Throughout the past few months, I’ve been asked several times, including on a couple of podcasts, to talk about Omnisearch’s founding story and reflect on the very early days of the product. This line of thought led to the very early demo videos that I made for what was at the time called Caption. The product was pretty bare-bones - a simple audio/video search API. You could send audio or video URLs for processing, and then use the API to perform search queries and get exact timestamps where matches occur and integrate that back into your site.
It also got me reflecting on the thought process that nudged us to build Omnisearch in the first place. At that point, we had a vague intuition that search technology was overly text-focused and that better tools are required for the multifarious media types on both the open web and in companies’ own “walled gardens.”
There exist various reasons why this was urgently needed: for instance, the initial spark for Omnisearch came from not being able to find information inside hundreds of hours of training videos at Amazon. The online education segment is huge overall, and it was growing briskly during the COVID pandemic; meanwhile, podcasts seemed to have taken over the world; culturally, newer tech-savvy generations have fundamentally different preferences for content consumption with less of a focus on text (e.g., TikTok).
Overall, the anecdotal evidence seemed to show an increase in the importance of non-textual data and the need to design new search algorithms from the ground up.
The research
The layman’s observations from the previous sections are one thing, but how can they be tested with scientific rigor? And what are the future repercussions of how we consume content on the web?

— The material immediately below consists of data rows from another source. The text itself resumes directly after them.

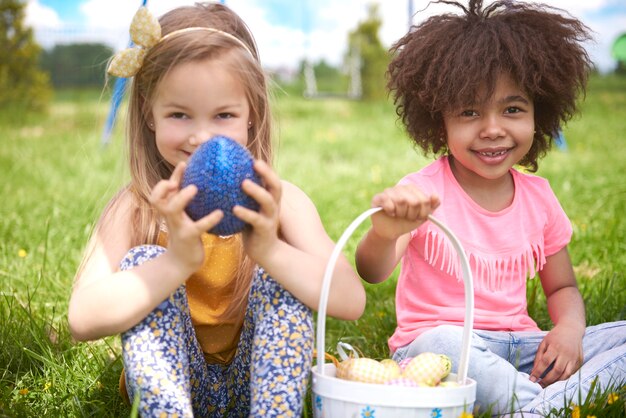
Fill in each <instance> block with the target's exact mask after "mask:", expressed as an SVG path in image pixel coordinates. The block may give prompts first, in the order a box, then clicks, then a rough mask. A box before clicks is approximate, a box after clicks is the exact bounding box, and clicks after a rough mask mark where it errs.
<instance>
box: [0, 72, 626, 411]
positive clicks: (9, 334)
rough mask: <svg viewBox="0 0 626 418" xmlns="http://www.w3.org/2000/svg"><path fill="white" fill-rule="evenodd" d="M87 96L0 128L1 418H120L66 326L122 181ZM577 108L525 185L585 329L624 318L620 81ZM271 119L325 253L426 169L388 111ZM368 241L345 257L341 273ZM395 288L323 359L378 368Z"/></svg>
mask: <svg viewBox="0 0 626 418" xmlns="http://www.w3.org/2000/svg"><path fill="white" fill-rule="evenodd" d="M99 94H100V93H99V92H97V91H96V92H93V91H91V92H90V91H86V92H80V91H73V92H62V93H57V96H56V98H55V103H54V105H53V106H52V107H51V109H50V112H49V114H48V115H46V116H45V117H41V116H39V117H30V116H28V115H12V114H10V112H8V113H5V114H4V115H2V116H1V117H0V141H1V142H0V143H1V144H2V146H1V147H0V175H1V177H0V178H1V179H2V199H1V200H0V280H1V282H2V286H1V288H0V417H3V416H10V417H34V416H38V417H48V416H50V417H60V416H63V417H66V416H68V417H77V416H98V417H100V416H128V415H129V414H130V413H131V411H130V409H129V408H128V407H126V406H124V405H123V404H122V403H121V402H120V400H119V398H118V396H117V379H118V377H119V373H120V370H121V367H122V366H121V361H120V357H119V354H120V352H119V339H118V338H115V337H112V338H108V339H104V340H100V341H97V342H93V343H80V344H77V343H75V342H73V341H72V339H71V337H70V335H69V332H68V328H67V320H66V311H67V301H68V297H69V294H70V290H71V286H72V277H73V274H74V271H75V269H76V267H77V264H78V262H79V259H80V256H81V251H82V248H83V246H84V244H85V242H86V240H87V238H88V236H89V233H90V230H91V228H92V226H93V223H94V221H95V219H96V218H97V216H98V214H99V212H100V210H101V209H102V207H103V206H104V205H105V203H106V201H107V200H108V198H109V197H110V196H111V195H112V194H113V193H114V192H115V191H116V190H117V189H118V187H119V186H120V185H122V184H123V183H124V182H125V181H126V179H127V171H126V169H125V167H124V164H123V159H122V155H123V153H124V151H123V146H122V139H123V129H122V128H121V125H122V123H120V124H119V125H118V127H117V128H116V130H115V132H114V135H113V137H112V142H111V144H110V145H109V146H107V147H103V146H102V144H101V132H102V126H103V121H104V119H105V117H106V112H107V110H108V101H107V99H106V98H104V99H100V96H99ZM582 108H583V113H582V116H581V117H577V118H576V119H575V120H573V121H572V122H571V123H570V124H569V125H568V126H567V127H565V129H564V133H565V137H566V139H567V150H555V151H553V152H552V153H551V154H549V155H548V156H547V157H546V158H545V159H544V160H542V161H541V163H540V171H539V174H540V175H542V176H544V177H546V178H548V179H549V180H550V182H551V184H552V187H553V188H554V190H555V192H556V194H557V196H558V197H559V198H560V200H561V203H562V205H563V207H564V209H565V210H566V212H567V213H568V214H569V216H570V218H571V220H572V223H573V225H574V238H573V241H572V243H571V245H570V252H571V256H572V260H573V263H574V265H575V269H576V272H577V275H578V279H579V284H580V288H581V291H582V293H583V296H584V299H585V302H586V304H587V319H588V323H589V324H595V323H599V322H604V321H613V320H619V319H624V318H626V277H625V273H624V272H625V271H626V242H625V239H624V237H626V222H625V221H624V216H623V215H624V213H626V181H625V180H624V179H626V151H624V141H625V140H626V138H625V135H626V134H625V133H626V78H621V79H620V78H594V79H592V82H591V85H590V88H589V92H588V95H587V99H586V101H585V102H584V104H583V106H582ZM275 117H276V119H277V121H279V123H278V124H277V128H278V129H277V130H278V133H279V135H278V136H279V137H280V141H279V142H278V144H277V145H278V147H277V149H278V152H277V159H276V166H277V169H278V171H279V173H280V174H281V176H282V177H283V178H285V179H287V180H290V181H292V182H294V183H296V184H298V185H299V186H300V187H302V188H303V189H304V190H305V191H306V192H307V193H308V194H309V196H310V197H311V198H312V199H313V201H314V202H315V203H316V204H317V206H318V209H319V212H320V214H321V217H322V220H323V221H324V224H325V225H326V227H327V230H328V231H329V233H330V235H331V237H332V238H333V239H338V238H339V236H340V235H341V233H342V232H343V230H344V229H345V228H346V227H347V226H348V224H349V223H350V222H351V221H352V220H353V219H354V218H355V217H356V216H357V215H358V214H360V213H361V212H362V211H364V210H365V209H366V208H368V207H369V202H370V199H371V197H372V195H373V194H374V193H376V192H378V191H380V190H382V189H383V188H384V187H388V186H391V185H393V184H394V183H395V182H396V181H397V180H398V179H399V178H400V177H402V176H403V175H404V174H406V173H408V172H410V171H415V170H417V169H419V168H421V167H423V166H424V165H425V164H426V163H427V162H428V161H429V160H428V159H426V158H424V157H422V156H420V155H419V154H418V153H417V152H416V151H415V150H414V149H413V148H412V145H411V143H410V142H409V141H408V139H407V138H406V136H405V134H404V132H403V130H402V129H401V127H400V125H399V124H398V123H397V121H396V117H395V114H394V110H393V108H392V107H391V106H390V104H389V103H386V102H380V103H362V102H353V101H347V100H340V99H327V100H304V99H302V98H300V97H299V96H298V95H289V94H287V93H286V92H284V91H278V92H277V93H276V104H275ZM366 227H367V225H364V226H363V227H362V228H361V229H360V230H359V231H357V233H356V234H355V237H354V238H353V239H352V240H351V241H350V242H349V243H348V246H347V247H346V249H345V253H346V255H347V256H348V257H349V258H350V259H352V255H353V254H354V249H355V247H356V244H357V241H358V237H359V236H360V235H361V233H362V232H363V231H364V230H365V228H366ZM537 283H538V282H537V281H531V284H530V287H529V291H528V293H529V298H530V312H531V314H532V316H533V317H534V318H535V319H536V320H537V321H538V322H539V324H540V325H541V326H542V327H545V328H549V327H550V320H549V317H548V315H547V311H546V308H545V299H544V298H543V296H542V294H541V291H540V290H541V289H540V287H537ZM394 290H395V280H388V281H387V282H386V283H384V284H381V285H377V286H369V285H368V286H367V292H368V306H367V310H366V313H365V315H364V316H363V317H362V318H361V319H359V320H358V321H354V322H342V321H335V320H328V321H327V322H328V323H327V344H326V349H327V350H328V351H331V352H333V353H334V347H335V345H336V342H337V340H339V339H342V340H344V341H347V342H350V343H352V344H353V345H356V346H358V347H359V348H360V349H361V350H363V351H364V352H365V354H366V355H368V356H370V357H375V358H384V357H387V355H388V352H387V346H386V340H387V338H388V337H389V335H390V334H391V333H392V332H393V329H394V326H395V319H394V296H393V295H394ZM615 394H617V396H618V397H619V399H617V401H616V402H613V401H614V400H616V398H615V396H614V395H615ZM625 397H626V393H625V389H624V387H617V388H614V390H610V391H605V392H601V393H599V394H598V397H597V399H595V400H593V401H592V400H589V401H587V402H583V406H582V408H580V409H578V410H577V412H576V411H575V412H574V413H573V415H574V416H576V415H577V414H578V416H580V417H585V416H597V417H606V416H615V417H617V416H623V414H624V413H625V409H624V408H625V403H624V398H625ZM609 400H611V401H612V402H611V404H610V405H609V402H608V401H609ZM306 412H307V415H308V412H309V411H306ZM571 415H572V411H570V410H567V411H554V416H571Z"/></svg>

Well, Professor Anthony Cocciolo of the Pratt Institute took a very successful stab at providing analysis in his paper “The Rise and Fall of Text on the Web.” The main question he tries to answer is what percentage of all content on the World Wide Web is text, as opposed to images, videos, and other non-textual forms of content. And to figure out how this percentage has been changing throughout the years. The good professor’s methodology is pretty ingenious. I highly recommend you to read his original paper since I believe it’s monumental. Now, I will summarize the gist of it.
The paper begins with selecting a set of relevant sites that can be analyzed throughout the years - for this the Alexa ranking is used. Additionally, only sites that were functional all the way from 2003 to 2014 (the final year the analysis covers) were considered. This yields a lot of the usual suspects, such as Amazon.com, Pepsi.com, NYTimes.com, Slashdot.org, and so forth.
Then, Anthony leverages the Internet Archive to get historical versions of these sites in three-year increments. This yields a really good real-world sample for observing how the content changes over time on the same set of sites.
Last but not least, the final step in the puzzle is analyzing just how much of the content text actually comprises. Keep in mind that this isn’t easy, since text can be inside images as well, rather than simply in HTML (as illustrated in Figure 1). To achieve this, the author utilized a modified version of Project Naptha. This essentially produces bounding boxes for the textual areas in the archived web pages. The percentage of text is then simply calculated as the ratio of the bounding box area to the area of the entire page.
What findings does the paper get to? Well, the anecdotal evidence of the declining percentage of text on the web is borne out by the analysis - the percentage of textual content on the sites that were analyzed has been declining from a high of 32% in 2005 to about 26% in 2014, the last year of the study, and we can assume it’s dropped even more since. This shows a very significant trend regarding the overall composition of Internet content. Imagine what the numbers would show in 2022. Or 2030!
Traditional search engine perspective
What does this mean for search technology? Traditional search solutions have, from the ground up, been designed with textual data front and center. This after all makes sense - not only is text-based HTML the backbone of the web, but the web’s hyperlink structure provides a great way to determine sites’ and pages’ relevance relative to others. So it’s not a major surprise that an overwhelming majority of algorithms in information retrieval, from the verbosely-named term frequency-inverse document frequency (commonly abbreviated as “tf-idf”) to Google’s core algorithm PageRank (which treats links as de facto scientific citations to help determine relevance), assume and are based on textual data.
This holds for consumer-facing search engines that index the open web, such as Google, DuckDuckGo, and Bing or country-specific variants like Baidu and Naver. But it’s also true for their enterprise counterparts like Elastic, Algolia, OpenText, and others that focus on indexing data within companies’ walled gardens. But this, quite simply, leads to a large percentage of content on the web not getting properly indexed and thus not being properly searchable for the end-user.
Nota bene, the results of the research in the previous section actually oversell the percentage of text, since it also takes into account the text embedded inside images, which is not accessible by search solutions out of the box. With that in mind, it becomes perfectly clear that a different approach is needed if search technology is to be moved into a new era.
Omnisearch’s role
At Omnisearch, we seek to fundamentally alter the status quo. As we always insist, we’re not a Google-like search engine that crawls and indexes content on the open web, but we rather focus on site search use cases, indexing companies’ user-facing content, and providing a uniquely powerful search experience to their users. The magical thing about Omnisearch is that it makes all site content searchable from a single, unified interface - be it video, images, documents, or text.
There’s still plenty of work to do, we’re persevering in our mission to make all content as easily and efficiently searchable as text.